Faith & Disorientation

“Faith is a small movement, slow but steady & sure, holding all our experience in a clear circle of compassionate light.” ~K. Patel

It’s fair to say that most of our lives have been upended by the past 2 years of living with a pandemic. And that’s only what’s gone on collectively. There’s the personal challenges that have happened for each of us as well.

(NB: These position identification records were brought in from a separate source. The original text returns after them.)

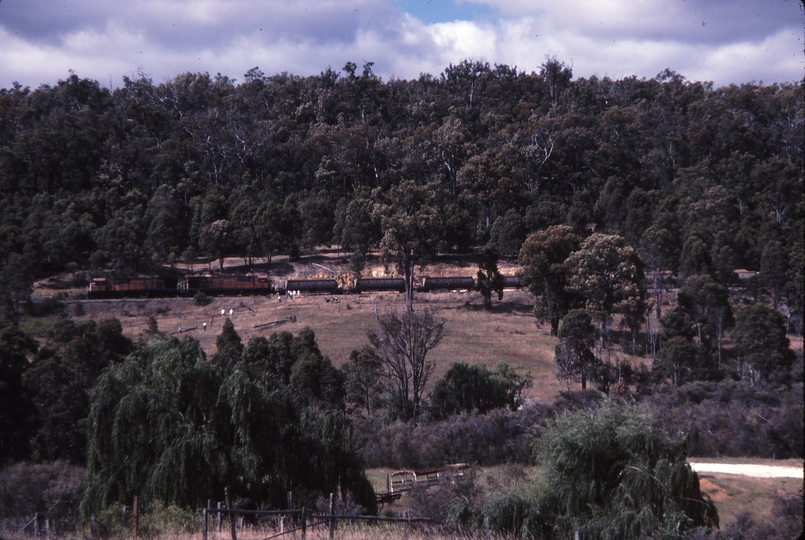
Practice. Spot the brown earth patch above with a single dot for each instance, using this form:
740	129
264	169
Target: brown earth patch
716	493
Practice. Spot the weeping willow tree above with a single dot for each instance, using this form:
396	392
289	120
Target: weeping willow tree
170	426
615	474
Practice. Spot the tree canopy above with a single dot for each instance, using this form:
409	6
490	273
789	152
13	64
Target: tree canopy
171	426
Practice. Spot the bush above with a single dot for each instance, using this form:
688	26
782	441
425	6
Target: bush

We’ve all been impacted and yet we don’t all have a context. What we are going through is known in the transitions process as “Disorientation”. Here’s what William Bridges, author of the book “Transitions” has to say about disorientation:

“Traditional people in passage did not enjoy or embrace the experience of disorientation. They suffered through it because that was the way, which is to say they had faith in the death and rebirth process. Having that faith they did not need to try to make distress comfortable. However, many modern people lacking that faith are caught between positive thinking and despair, keeping themselves going by lighting matches and whistling in the dark.”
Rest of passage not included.